We ascended from Alms Road, navigating a steep incline made difficult to climb because of loose pebbles. Jenny Sotelo is my youngest daughter’s age, and she’s more sure-footed than I am. We bypassed clumps of coyote brush, eyeing the hillside for the aster that bumblebees and butterflies find nourishing. The coyote bush was in seed and I placed some in envelopes. Except for a California oak or two, trees are rare on this hillside. Trees, however, occupy nearly thirty per cent of the canyon, approximately 17 acres. Pine, eucalyptus, redwood, cypress, coast oak and ubiquitous riparian willow abound, each sharing space with canyon scrub and grassland.
A nearby dog walker relaxed with her children on the slope while her dog bounded down the hill. It raced near purple-needle grass, coming close enough to trample it. Off leash dogs contribute to erosion and are a reason reseeding becomes significant. Not without its critics, the management plan recommends closure or reduction of some dog play areas, as well as judicious tree removal.
Sotelo requested the dog owner leash her pet in this sensitive area and the woman complied.
We reached Berkeley Way. A house that had caught fire, which resulted in the tragic death of two firefighters in June 2011, is now rebuilt and indistinguishable from adjacent homes. We hadn’t located any alder in seed, but Sotelo volunteered it might be found at Bay View Hill, which receives less fog and is in the dry eastern climate zone.

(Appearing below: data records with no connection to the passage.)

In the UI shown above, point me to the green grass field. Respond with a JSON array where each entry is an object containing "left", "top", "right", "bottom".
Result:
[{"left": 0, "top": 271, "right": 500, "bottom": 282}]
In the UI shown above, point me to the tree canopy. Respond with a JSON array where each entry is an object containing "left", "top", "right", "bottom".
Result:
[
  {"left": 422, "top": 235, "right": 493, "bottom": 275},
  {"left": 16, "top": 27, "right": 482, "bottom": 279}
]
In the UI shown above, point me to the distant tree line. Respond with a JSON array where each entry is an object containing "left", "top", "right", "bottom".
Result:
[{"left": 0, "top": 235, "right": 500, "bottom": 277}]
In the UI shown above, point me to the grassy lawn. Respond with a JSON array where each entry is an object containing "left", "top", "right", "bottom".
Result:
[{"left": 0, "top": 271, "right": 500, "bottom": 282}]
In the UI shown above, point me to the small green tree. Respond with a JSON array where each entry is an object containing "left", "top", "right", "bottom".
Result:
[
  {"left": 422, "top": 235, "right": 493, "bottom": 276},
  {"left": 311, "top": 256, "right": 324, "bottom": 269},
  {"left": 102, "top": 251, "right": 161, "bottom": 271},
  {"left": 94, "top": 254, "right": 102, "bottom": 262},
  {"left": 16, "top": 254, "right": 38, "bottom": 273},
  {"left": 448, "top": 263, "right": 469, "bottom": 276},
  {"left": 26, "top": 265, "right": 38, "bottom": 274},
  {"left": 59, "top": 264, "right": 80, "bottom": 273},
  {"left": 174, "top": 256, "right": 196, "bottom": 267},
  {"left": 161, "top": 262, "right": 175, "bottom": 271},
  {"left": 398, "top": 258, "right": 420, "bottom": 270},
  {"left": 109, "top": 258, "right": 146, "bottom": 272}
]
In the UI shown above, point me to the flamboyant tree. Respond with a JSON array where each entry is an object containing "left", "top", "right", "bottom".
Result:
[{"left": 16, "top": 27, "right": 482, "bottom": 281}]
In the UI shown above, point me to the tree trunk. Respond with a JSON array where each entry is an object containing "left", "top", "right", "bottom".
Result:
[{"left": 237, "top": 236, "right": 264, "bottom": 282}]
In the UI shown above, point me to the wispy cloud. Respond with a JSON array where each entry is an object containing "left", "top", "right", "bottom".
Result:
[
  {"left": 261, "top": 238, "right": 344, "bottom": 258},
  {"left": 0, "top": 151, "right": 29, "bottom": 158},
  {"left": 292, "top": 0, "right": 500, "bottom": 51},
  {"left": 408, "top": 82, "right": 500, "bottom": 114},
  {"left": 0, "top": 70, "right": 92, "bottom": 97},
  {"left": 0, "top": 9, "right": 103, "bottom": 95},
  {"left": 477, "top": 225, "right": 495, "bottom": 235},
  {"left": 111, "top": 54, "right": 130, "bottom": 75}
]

Instead of retracing our steps, we walked along the rim of the canyon before descending a less precipitous path. We came upon a house on the triangle at Berkeley Way that had stationed a bird feeder in its backyard.
Birds hopped along its edge, eventually leaving, possibly making their way back to the creek-side blue elderberry tree where we had begun our earlier summer seed collection efforts. Below the feeder, ornamental impatiens flowered purple and white along the fence.

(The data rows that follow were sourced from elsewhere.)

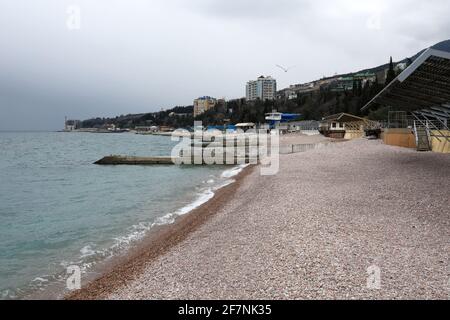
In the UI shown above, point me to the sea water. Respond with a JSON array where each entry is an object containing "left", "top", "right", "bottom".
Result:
[{"left": 0, "top": 132, "right": 246, "bottom": 299}]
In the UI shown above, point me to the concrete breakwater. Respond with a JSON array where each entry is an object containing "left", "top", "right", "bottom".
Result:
[
  {"left": 94, "top": 154, "right": 260, "bottom": 165},
  {"left": 94, "top": 142, "right": 335, "bottom": 165}
]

A bird feeder in such close proximity to a natural area makes for a teachable moment, one mixing and matching home dwelling next to public open space. It’s the sort of metaphoric comparison I’d have wanted my students to think critically about, one that signals connectivity between urban settlement and rustic nature.
Envisioning San Francisco’s natural areas as belonging to no single interest group, Rec and Park does exactly that. It imagines space such as Glen Canyon as home to coyotes as well as dogs, habitat for trees as well as grasslands, recreation for day hikers, open-air laboratories for school children, playgrounds for summer campers, and domain to insects and all manner of critters.
It’s no coincidence, then, that on March 11, 2014 Natural Areas Program manager Lisa Wayne, the architect and visionary of the NAP, was awarded a SPUR Good Government Award. Largely responsible for developing its programmatic framework, Wayne hired 11 NAP staff members, preserved and cultivated some 10,000 native plants and created a large group of citywide volunteers who have contributed $4.7 million in volunteer hours.
“It now awaits the San Francisco Planning Commission’s certification that the environmental impact report done for the management plan is complete, accurate and up-to-date. The plan’s adoption is given by the Rec and Park Commission, which then makes it policy and brings to fruition years of work performed by City employees and volunteers.”
I spent the last five years of my career as a school principal. Several of my colleagues wink that coming out of retirement as a groundskeeper might be considered a promotion. Educators who’ve made the switch from the classroom to administration are often asked which they found most fulfilling.
For me, the question’s a no brainer.
Just a classroom, the kids, and a daily lesson plan.
Not long before my summer seed expeditions, a UPS driver, Mike Lefiti, relaxed, taking a lunch break, near the angelica rocks on Berkeley Way. He parked his truck not all that far from where we had looked for alder and coyote bush seeds.
Mike was my student several decades ago.
I walked up to him. Mike’s a big man now and he was a big teenager back then, and he’s a recognizable figure in the neighborhood.
“I come here often,” he said. “I love the view.”
Jenny Sotelo walked over, and I could read her expression.
“He’s a former student,” I said.
I run into my students a lot. We retired teachers always do.
It’s always best encountering them near Glen Canyon.